通信士「155㎜、観測士の指定した位置に次々着弾!、T-34/85を始め敵戦車を吹き飛ばしております!」

 

みほ「・・・」

 

しかしみほはその報告に満足など一切ない表情で冷静に戦局分析を行い、ある事に気が付く。

 

みほ「この敵の攻勢・・・、長くは持ちませんね・・・」

 

山下「どういう事だ!」

 

みほ「いま我々の正面にいる敵の総勢は12万、しかしこちらも防衛陣地ありで7万の兵力がいます!、防衛陣地が無ければこちらがすぐさま敗北しますが、そこから放たれる重機関銃や野砲、戦車砲、そして後方の155㎜カノン砲などを受け損害が広がっています!、もし本気でここを落とすつもりなら奉天の主力を割いて来るはずですから!」

 

山下「なるほどな・・・、しかし奉天には中国はいてもソ連はいないだろう。」

 

みほ「はい、満洲におけるソ連の兵力はまだ不十分であるため大攻勢に出るにはまだ時間が掛かるはずです!」

 

現在、奉天に配備されている中国共産党軍の主力は60万であるが、ソ連極東方面軍の兵力はウラジオストク、ハバロフスクなどを含めても30万に届かない程であったため、いくら陸軍力に優れたソ連軍と言えど今の段階で仕掛ければ返り討ちに会い兼ねないとわかっていた。
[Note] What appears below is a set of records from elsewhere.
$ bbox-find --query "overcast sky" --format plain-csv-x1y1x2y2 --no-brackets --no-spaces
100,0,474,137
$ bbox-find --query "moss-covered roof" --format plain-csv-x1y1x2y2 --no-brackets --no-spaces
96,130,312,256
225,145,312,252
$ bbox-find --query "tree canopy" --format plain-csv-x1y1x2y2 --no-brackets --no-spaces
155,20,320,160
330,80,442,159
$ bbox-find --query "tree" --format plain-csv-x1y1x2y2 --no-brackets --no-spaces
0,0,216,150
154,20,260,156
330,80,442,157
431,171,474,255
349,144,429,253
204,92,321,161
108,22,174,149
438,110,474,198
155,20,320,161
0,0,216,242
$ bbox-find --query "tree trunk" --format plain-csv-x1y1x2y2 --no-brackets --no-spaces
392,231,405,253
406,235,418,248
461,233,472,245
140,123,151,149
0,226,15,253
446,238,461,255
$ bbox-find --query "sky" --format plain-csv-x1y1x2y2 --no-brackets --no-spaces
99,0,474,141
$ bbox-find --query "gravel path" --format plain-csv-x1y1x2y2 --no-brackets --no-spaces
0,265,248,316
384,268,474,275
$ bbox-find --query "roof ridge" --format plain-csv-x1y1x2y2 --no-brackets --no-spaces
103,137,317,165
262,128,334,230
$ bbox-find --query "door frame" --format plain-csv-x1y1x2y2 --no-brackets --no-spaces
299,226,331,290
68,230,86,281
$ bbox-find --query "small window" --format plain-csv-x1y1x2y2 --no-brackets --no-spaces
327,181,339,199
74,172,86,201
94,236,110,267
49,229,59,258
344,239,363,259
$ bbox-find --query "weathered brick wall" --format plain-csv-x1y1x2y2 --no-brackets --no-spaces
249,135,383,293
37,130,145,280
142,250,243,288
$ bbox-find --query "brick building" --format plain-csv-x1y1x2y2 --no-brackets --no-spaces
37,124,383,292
そして黒溝台での攻防戦が始まってから1週間、初めの敵の総攻撃の後は少々の睨み合いが続いたが引き上げて行った。

 

みほ「ふうー・・・」

 

観測員「敵が!、敵が引いていきます!」

 

桃「た、助かった・・・」

 

西「長い間突撃を我慢するのはきついでありますな!」

 

柚子「(死ぬかと思った・・・)」

 

 

戦闘終了の2日後、辻が満洲方面軍司令部にて報告を行っていた。

 

軍団長「戦死者5000名だと・・・」

 

辻「はい、歩兵1個連隊が壊滅、その他に大隊規模で壊滅した部隊もおります!、更に河嶋、西の各戦車大隊の損害は半数との事であります!」

 

参謀長「何をやっている・・・」

 

杏「・・・」

 

そして報告内容のあまりの酷さに頭を抱え、中には呆れている者もいた。

 

杏「味方の戦死者5000に加えて軽戦車60輌、中戦車30輌、野砲や機関銃など計100門以上をたった7日で、呆れて物も言えませんね・・・」

 

参謀長「特に牟田口中将指揮の第18師団の損害が特に激しく、一度後退させましょう!」

 

軍団長「ああ、そうだな・・・」

 

副指令「して沙河の守りはどの部隊にしましょうか。」

 

軍団長「うむ・・・」

 

杏「第5師団に加え歩兵第4、7師団を右翼、左翼に回すのがよろしいかと存じます。」

 

参謀長「ああ、それが良い。」

 

話を沙河戦線防衛に戻し、だいだいの概要が出来上がった直後、伝令が飛び込んで来た。

 

伝令「申し上げます!、奉天に潜入中の諜報部隊より!、奉天の敵軍がごぞって移動を開始!」

 

辻「総攻撃に出るのか!」

 

参謀長「いいえ!、敵軍は北進しているため目的地はハルビンかと思われます!」

 

その場にいた満洲方面軍司令部は将や参謀たち一瞬耳を疑ったが次第に喜びの表情が現れ始めた。

 

副指令「と言う事は、奴らは奉天を捨てたという事か!」

 

伝令「恐らく!」

 

軍団長「人員を増やし真偽を確かめよと伝えよ!」

 

伝令「はっ!」

 

軍団長は更なる調査を依頼した。

そして諜報員の活動によって奉天はもぬけの殻となり、また大軍がハルビンに入るのを確認した満洲方面軍は河が凍る冬、11月下旬ごろ前進、沙河を超え奉天に入った。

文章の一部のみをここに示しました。